“The voice of Hind Rajab" se estrenó en el Festival Internacional de Cine de Venecia en 2025. La coproducción entre Tunisia, Francia y EUA dirigida por la realizadora tunecina Kaouther Ben Hania, causó un impacto fuerte en el entorno de glamour y personalidades famosas ya que irrumpió en el ambiente festivo como recordatorio de una realidad terrorífica: La situación desastrosa de Gaza y sus habitantes donde los ataques del ejército de Israel siguen causando muerte, hambruna y destrucción. En México el filme se estrenó en el Festival Internacional de Cine de Morelia, se exhibió por una breve temporada en las salas de cine y se puede ver por plataformas de streaming.
La sacudida que “La voz de Hind Rajab” causa en el espectador surge debido a que el filme no sólo se basa sino se construye sobre una grabación real de un hecho que sucedió el 20 de enero de 2024 en plena zona de guerra en Gaza. Una niña palestina de 6 años, atrapada en un coche destrozado, estuvo en contacto por teléfono celular con un centro de apoyo de Media Luna Roja. En la grabación de 70 minutos entre la niña y los trabajadores del centro, la pequeña llora por ayuda, habla de su miedo, reconoce que es la única sobreviviente, que está rodeada por los cadáveres de sus tíos y primos y que se desespera porque nadie llega a ayudarla. Los trabajadores del centro de ayuda – y esa es la parte ficcionada y montada sobre la voz real de la niña – tratan por un lado de tranquilizarla al mismo tiempo que intentan conseguir el permiso para recoger a la niña a través de un “corredor seguro” por el territorio bajo fuego. El filme es, entonces, un híbrido entre la voz real de la niña y la ficción de cuatro empleados del centro de ayuda que mantienen el contacto con ella mientras buscan apoyo para mandar una ambulancia a su rescate.

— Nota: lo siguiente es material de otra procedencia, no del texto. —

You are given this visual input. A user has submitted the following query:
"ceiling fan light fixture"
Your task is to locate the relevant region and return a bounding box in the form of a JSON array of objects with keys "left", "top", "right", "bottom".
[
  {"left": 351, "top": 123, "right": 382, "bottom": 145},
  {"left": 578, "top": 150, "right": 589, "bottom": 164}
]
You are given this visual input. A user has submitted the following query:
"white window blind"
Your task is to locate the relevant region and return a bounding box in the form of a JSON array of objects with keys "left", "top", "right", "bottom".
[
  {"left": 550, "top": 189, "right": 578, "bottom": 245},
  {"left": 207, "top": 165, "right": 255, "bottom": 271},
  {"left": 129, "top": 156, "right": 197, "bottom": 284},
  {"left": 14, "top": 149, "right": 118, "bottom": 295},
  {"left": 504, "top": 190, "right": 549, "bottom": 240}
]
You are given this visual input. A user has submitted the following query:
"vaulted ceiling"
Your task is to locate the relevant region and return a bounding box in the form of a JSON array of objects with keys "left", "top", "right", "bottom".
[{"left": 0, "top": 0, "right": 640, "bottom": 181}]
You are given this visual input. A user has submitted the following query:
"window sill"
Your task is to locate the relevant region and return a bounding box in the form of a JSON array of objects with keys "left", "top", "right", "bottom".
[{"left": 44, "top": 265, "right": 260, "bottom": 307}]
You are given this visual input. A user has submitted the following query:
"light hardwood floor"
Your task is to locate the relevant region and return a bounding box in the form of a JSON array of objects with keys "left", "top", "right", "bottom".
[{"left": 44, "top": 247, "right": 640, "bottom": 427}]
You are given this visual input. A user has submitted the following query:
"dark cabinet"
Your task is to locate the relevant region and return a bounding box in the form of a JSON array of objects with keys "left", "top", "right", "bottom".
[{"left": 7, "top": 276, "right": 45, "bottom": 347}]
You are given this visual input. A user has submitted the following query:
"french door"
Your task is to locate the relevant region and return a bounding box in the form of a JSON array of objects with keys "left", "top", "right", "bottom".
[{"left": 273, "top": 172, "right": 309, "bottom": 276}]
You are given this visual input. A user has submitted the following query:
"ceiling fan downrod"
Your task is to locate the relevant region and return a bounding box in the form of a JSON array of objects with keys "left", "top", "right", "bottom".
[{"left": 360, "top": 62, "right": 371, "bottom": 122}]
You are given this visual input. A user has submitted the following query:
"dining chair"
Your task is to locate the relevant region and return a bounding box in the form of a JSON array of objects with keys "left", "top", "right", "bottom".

Analizar un filme como “La voz de Hind Rajab” como una película híbrida entre documental y ficción, no es la manera más afortunada para explicar el impacto que provoca. La hibridez del filme no basta para explicarlo ya que la cosa es mucho más compleja y, de plano, más arriesgada en cuanto a la moral y ética en y detrás de un filme. El escritor y crítico de cine alemán Georg Seβlen distingue tres ámbitos del cine donde entra la pregunta por la moral: El tema y la perspectiva bajo la cual se hace una película, la manera en la que se organiza y realiza el proceso de producción y la selección de medios y herramientas narrativas, estéticas, genéricas y estilísticas con las que se construye el relato. En el caso de “La voz de Hind Rajab”, el tema es, desde luego, urgente y fue absolutamente necesario contar la historia de la niña palestina. De la manera cómo el filme fue producido no tenemos información. Pero lo que, sin embargo, sí podemos cuestionar, es si una ficción dramatizada bajo las convenciones de un thriller, es la manera adecuada de mostrar los horrores de una “guerra” a todas luces injusta. Como espectadores de un filme compuesto por la voz de una niña que transmite horror y muerte y un discurso altamente dramatizado, tendemos a identificarnos con los personajes ficcionados que pasan por momentos de extrema desesperación. El peligro, la desesperación y la muerte de una niña y el horror absurdo de la guerra genocida de Gaza se nos puede olvidar. No es la hibridez del relato sino la dramatización convencional de la ficción la que puede quitarle la fuerza y urgencia al tema de “La voz de Hind Rajab”.